The alien cocked his head to one side as if weighing what he'd just heard, then digested it, and then replied with a language that none on the shuttle could understand. He spoke at some length, and the XO nodded as his fingers caressed the console controls and then said, "While we do not yet understand you, we can assure you that we mean you no harm. Your visit was a surprise to us, and we greet you with warmth and would welcome the chance to learn more about you and your race too."
While the alien replied as did the XO back and forth for a handful of turns, it wasn't until ten minutes later that the robo-translator began to translate the occasional word, then a phrase or two, and in five more minutes, the alien could almost be understood.
"Beaming the master algo to your own units," the XO said and made the final coding changes, and suddenly on Tanner's arm, his PDA flashed as he noted the update, and he stepped forward to meet the alien personally.
But before he could even walk off the shuttle, he was pushed aside by the Lady St.

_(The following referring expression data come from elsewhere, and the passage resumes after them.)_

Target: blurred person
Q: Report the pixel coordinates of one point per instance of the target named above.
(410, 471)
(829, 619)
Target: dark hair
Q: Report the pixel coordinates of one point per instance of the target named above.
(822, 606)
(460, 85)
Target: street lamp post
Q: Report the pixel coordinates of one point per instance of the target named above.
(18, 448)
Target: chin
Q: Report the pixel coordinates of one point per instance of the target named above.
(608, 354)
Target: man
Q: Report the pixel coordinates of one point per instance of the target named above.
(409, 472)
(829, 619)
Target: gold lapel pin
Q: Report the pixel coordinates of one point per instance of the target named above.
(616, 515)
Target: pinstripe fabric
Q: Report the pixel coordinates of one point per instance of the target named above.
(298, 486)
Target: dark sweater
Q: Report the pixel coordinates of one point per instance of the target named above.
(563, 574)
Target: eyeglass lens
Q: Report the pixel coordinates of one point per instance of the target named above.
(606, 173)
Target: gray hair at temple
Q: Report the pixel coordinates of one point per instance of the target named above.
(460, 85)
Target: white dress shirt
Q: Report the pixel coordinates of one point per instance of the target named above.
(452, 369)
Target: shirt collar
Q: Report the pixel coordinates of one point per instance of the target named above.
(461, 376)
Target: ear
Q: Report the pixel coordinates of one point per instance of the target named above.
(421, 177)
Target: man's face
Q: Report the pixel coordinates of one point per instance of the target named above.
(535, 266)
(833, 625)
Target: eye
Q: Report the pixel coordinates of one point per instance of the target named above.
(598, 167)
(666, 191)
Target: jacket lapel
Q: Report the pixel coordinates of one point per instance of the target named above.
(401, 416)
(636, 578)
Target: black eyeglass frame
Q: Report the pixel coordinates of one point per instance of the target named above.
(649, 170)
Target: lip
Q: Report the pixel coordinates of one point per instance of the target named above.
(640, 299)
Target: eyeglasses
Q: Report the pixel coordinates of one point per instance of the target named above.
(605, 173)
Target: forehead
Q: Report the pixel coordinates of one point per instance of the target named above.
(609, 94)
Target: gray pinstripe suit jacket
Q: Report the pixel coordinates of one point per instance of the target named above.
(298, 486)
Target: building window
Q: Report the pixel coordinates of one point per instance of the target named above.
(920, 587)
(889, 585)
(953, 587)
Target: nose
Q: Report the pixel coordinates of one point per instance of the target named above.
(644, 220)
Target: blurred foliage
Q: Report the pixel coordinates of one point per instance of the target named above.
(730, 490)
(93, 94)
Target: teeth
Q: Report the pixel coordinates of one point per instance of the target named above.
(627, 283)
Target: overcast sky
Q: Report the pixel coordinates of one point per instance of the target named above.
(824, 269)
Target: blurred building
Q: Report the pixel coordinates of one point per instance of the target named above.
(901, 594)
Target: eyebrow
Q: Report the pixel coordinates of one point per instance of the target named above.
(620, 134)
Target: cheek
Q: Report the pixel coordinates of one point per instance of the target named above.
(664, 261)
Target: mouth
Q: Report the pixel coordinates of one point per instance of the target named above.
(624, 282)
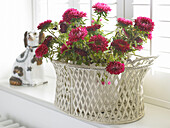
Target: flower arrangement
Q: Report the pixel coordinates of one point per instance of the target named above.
(70, 40)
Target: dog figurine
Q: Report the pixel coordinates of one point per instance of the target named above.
(27, 69)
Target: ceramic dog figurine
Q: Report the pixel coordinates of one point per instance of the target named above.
(27, 69)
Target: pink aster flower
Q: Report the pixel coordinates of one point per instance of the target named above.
(44, 24)
(124, 22)
(93, 27)
(100, 43)
(80, 52)
(63, 27)
(149, 35)
(64, 47)
(139, 40)
(103, 83)
(41, 50)
(144, 24)
(115, 67)
(101, 7)
(138, 47)
(125, 32)
(71, 13)
(77, 34)
(47, 40)
(120, 45)
(109, 83)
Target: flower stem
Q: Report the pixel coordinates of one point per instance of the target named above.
(52, 34)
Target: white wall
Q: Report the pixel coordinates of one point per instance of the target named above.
(16, 18)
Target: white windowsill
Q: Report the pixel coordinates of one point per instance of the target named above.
(155, 117)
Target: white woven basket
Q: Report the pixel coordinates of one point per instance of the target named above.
(80, 92)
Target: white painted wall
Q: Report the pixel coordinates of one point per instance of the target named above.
(16, 18)
(33, 115)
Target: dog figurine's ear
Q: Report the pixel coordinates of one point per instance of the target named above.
(41, 37)
(25, 39)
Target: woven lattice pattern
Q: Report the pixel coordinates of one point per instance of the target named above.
(81, 93)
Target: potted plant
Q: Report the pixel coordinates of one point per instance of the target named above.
(96, 79)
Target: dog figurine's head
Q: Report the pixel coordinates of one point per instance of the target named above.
(33, 38)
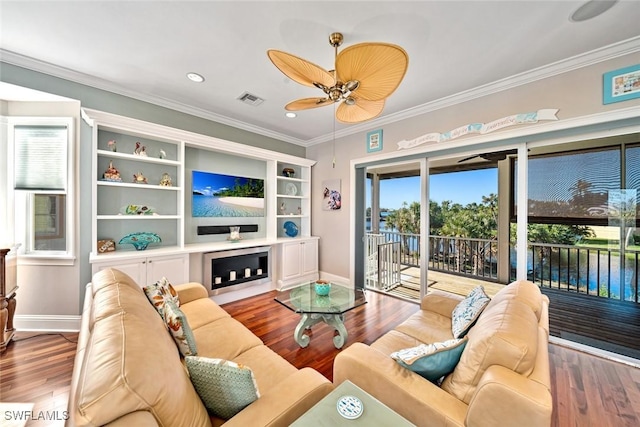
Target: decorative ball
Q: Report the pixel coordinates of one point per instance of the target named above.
(323, 287)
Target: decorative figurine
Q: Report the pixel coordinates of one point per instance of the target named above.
(112, 174)
(140, 149)
(166, 180)
(138, 178)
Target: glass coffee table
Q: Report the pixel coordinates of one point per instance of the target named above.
(315, 308)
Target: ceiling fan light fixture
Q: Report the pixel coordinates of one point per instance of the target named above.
(365, 75)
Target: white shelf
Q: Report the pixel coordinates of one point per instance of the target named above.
(146, 159)
(284, 178)
(134, 185)
(137, 217)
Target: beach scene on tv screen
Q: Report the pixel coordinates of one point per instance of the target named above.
(226, 195)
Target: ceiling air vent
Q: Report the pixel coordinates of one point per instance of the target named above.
(250, 99)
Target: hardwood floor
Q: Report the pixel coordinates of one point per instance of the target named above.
(587, 390)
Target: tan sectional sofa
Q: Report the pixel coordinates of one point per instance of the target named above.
(502, 378)
(128, 371)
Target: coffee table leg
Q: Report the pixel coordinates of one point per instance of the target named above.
(306, 322)
(337, 322)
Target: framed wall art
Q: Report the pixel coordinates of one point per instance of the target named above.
(621, 85)
(374, 141)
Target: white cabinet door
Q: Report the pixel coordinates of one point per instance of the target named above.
(291, 261)
(309, 250)
(298, 262)
(174, 268)
(151, 269)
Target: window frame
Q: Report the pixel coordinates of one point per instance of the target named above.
(23, 208)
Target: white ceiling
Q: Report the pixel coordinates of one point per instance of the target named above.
(457, 50)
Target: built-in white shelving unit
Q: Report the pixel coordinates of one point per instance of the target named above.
(287, 194)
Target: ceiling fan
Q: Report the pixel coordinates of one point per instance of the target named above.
(492, 157)
(364, 75)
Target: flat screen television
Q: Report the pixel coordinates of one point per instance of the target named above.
(217, 195)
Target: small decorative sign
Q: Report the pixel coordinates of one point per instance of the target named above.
(374, 141)
(621, 85)
(481, 128)
(331, 197)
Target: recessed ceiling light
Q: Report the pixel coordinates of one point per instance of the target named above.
(195, 77)
(591, 9)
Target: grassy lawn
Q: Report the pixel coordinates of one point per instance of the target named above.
(604, 244)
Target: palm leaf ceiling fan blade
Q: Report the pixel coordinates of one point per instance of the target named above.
(378, 67)
(364, 76)
(300, 70)
(306, 103)
(360, 111)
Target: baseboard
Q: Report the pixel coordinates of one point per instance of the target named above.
(47, 323)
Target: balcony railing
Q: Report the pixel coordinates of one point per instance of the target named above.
(476, 258)
(602, 272)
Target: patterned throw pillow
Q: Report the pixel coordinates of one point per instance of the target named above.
(464, 316)
(180, 329)
(224, 387)
(432, 361)
(160, 292)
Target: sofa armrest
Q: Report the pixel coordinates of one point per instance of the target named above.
(286, 402)
(190, 292)
(504, 397)
(137, 418)
(440, 302)
(405, 392)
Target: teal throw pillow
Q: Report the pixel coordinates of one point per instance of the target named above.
(465, 314)
(180, 329)
(224, 387)
(432, 361)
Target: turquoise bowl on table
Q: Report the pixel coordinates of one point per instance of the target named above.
(323, 287)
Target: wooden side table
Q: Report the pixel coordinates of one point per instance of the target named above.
(8, 288)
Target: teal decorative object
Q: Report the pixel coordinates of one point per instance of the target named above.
(290, 228)
(323, 287)
(140, 240)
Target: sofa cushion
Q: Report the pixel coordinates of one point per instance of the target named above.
(225, 387)
(161, 292)
(466, 313)
(427, 326)
(131, 363)
(431, 361)
(179, 329)
(226, 338)
(505, 335)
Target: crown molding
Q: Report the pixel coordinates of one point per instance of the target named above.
(563, 66)
(98, 83)
(606, 53)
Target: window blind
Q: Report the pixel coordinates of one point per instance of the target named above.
(40, 158)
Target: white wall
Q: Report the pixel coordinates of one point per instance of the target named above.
(577, 93)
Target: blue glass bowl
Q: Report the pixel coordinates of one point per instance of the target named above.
(323, 289)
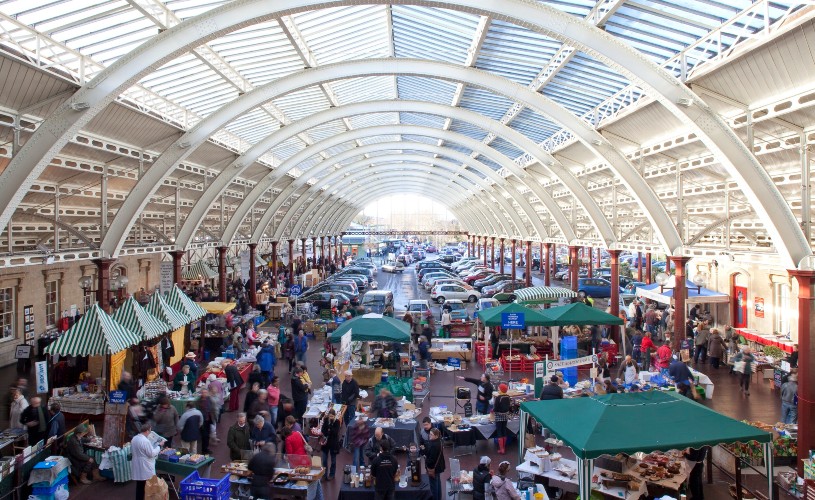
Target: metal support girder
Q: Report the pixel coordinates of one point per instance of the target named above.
(364, 194)
(196, 136)
(513, 136)
(359, 168)
(418, 130)
(753, 179)
(314, 211)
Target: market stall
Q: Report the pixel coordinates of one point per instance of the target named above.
(106, 342)
(367, 328)
(596, 427)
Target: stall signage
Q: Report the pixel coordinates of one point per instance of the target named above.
(117, 397)
(552, 365)
(41, 369)
(513, 321)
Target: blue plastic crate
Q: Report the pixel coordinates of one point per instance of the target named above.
(195, 487)
(49, 491)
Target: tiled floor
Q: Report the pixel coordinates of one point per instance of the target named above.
(762, 404)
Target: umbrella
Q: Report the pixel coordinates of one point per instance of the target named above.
(579, 314)
(373, 327)
(492, 316)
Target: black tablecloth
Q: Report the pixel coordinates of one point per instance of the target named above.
(420, 492)
(402, 434)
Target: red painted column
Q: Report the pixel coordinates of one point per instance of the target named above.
(177, 255)
(680, 294)
(806, 362)
(528, 281)
(514, 259)
(574, 266)
(639, 266)
(222, 273)
(103, 282)
(547, 264)
(274, 263)
(252, 275)
(501, 259)
(590, 260)
(291, 261)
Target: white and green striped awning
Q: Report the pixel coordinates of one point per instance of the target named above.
(137, 319)
(542, 294)
(159, 308)
(95, 334)
(180, 302)
(198, 271)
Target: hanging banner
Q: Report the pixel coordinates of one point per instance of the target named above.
(41, 370)
(552, 365)
(245, 265)
(165, 276)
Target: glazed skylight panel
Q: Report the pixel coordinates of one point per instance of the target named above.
(302, 103)
(345, 33)
(515, 52)
(368, 88)
(431, 33)
(425, 89)
(261, 52)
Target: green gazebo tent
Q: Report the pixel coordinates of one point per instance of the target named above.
(579, 314)
(612, 424)
(373, 327)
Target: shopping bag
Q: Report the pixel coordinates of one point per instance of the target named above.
(156, 489)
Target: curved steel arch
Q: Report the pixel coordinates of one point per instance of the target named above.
(417, 163)
(56, 130)
(313, 203)
(546, 160)
(306, 153)
(373, 191)
(367, 197)
(550, 204)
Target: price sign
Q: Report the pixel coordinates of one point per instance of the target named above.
(513, 321)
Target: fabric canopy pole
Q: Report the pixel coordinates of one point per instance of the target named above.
(584, 469)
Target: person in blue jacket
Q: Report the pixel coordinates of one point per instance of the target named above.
(267, 362)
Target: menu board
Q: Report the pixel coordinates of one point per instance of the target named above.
(28, 322)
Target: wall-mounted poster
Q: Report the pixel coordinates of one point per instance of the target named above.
(759, 307)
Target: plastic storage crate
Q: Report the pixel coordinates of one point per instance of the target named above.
(195, 487)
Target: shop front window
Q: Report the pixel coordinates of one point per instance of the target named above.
(782, 308)
(51, 304)
(7, 329)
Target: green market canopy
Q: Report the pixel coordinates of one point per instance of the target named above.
(612, 423)
(159, 308)
(95, 334)
(199, 271)
(492, 316)
(542, 294)
(179, 301)
(373, 327)
(579, 314)
(137, 319)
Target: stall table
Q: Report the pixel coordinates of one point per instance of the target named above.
(418, 492)
(402, 433)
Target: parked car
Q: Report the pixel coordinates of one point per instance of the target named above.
(440, 293)
(458, 311)
(596, 287)
(393, 267)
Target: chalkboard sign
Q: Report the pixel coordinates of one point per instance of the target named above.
(114, 430)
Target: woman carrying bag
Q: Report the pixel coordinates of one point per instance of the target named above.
(330, 441)
(434, 462)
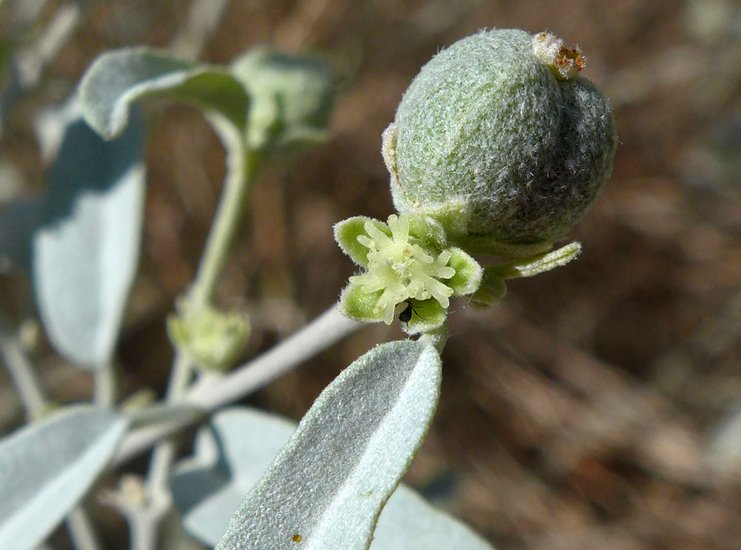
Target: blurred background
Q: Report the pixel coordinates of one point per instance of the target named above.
(599, 405)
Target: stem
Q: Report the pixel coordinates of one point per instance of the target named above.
(81, 529)
(22, 373)
(324, 331)
(321, 333)
(106, 385)
(240, 170)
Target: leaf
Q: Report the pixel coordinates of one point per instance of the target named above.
(409, 523)
(544, 262)
(86, 247)
(229, 459)
(240, 445)
(45, 468)
(328, 485)
(117, 79)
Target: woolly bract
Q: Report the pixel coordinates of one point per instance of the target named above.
(496, 141)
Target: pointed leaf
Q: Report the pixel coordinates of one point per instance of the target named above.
(544, 262)
(229, 459)
(45, 468)
(86, 248)
(232, 455)
(409, 523)
(117, 79)
(328, 485)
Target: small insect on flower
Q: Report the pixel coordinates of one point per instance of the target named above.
(405, 315)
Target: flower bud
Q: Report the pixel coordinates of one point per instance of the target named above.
(500, 140)
(214, 340)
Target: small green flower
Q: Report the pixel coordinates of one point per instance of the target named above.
(214, 340)
(407, 267)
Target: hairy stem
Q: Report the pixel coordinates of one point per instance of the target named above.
(321, 333)
(22, 373)
(240, 170)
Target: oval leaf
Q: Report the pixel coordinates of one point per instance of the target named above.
(86, 247)
(45, 469)
(117, 79)
(328, 485)
(229, 459)
(240, 445)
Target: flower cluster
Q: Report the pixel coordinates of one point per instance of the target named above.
(406, 264)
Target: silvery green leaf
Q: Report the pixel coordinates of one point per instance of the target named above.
(45, 468)
(239, 446)
(408, 522)
(86, 247)
(329, 483)
(117, 79)
(229, 459)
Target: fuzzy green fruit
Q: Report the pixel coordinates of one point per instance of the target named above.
(499, 140)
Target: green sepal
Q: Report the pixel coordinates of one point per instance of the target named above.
(427, 315)
(468, 273)
(346, 234)
(490, 292)
(429, 231)
(360, 305)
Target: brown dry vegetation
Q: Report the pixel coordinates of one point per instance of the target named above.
(578, 414)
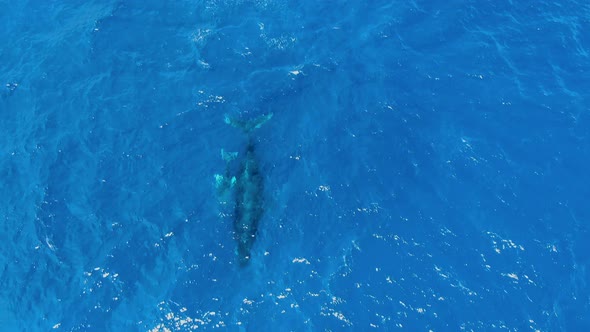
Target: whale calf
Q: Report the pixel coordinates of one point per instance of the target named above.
(247, 186)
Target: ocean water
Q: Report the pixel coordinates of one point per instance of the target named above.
(425, 168)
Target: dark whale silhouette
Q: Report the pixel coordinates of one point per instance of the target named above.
(248, 189)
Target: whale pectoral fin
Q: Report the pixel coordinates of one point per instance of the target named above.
(247, 125)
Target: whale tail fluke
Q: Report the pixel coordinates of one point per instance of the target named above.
(248, 125)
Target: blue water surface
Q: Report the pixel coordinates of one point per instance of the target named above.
(425, 168)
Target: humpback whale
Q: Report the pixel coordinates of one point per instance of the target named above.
(248, 188)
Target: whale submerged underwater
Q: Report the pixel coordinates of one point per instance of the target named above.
(248, 188)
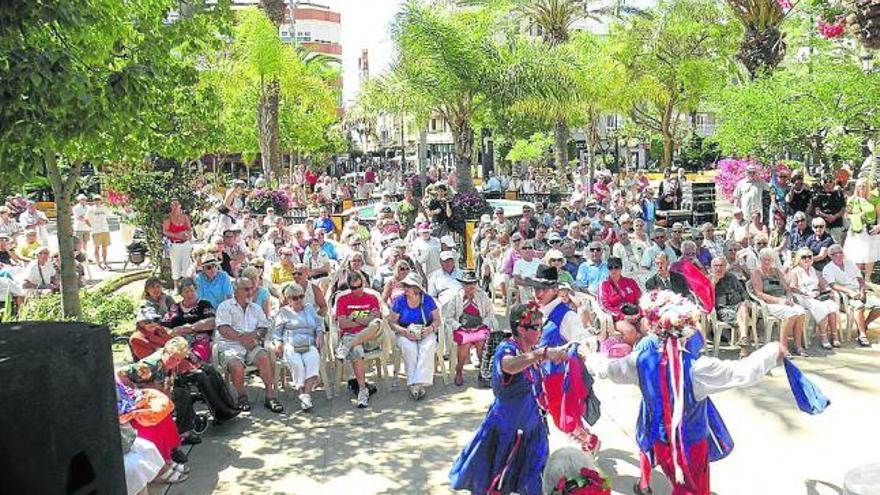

August who marched down the few feet of blue force field and stood right in front of the alien.
"I am the Lady St. August, heir to the Barony of Neres, and I welcome you to the RIM Confederacy on behalf of the Council," she said, and her own PDA translated and said the words in the alien language for her and she waited.
The alien stood and looked at her solemnly and seemed to be thinking for a moment before he answered. But before he did that, he half-bowed his head to touch his forehead with the back of his right hand, sweeping it forward toward the Lady, and then he spoke, all of the shuttle team PDAs providing instant translations.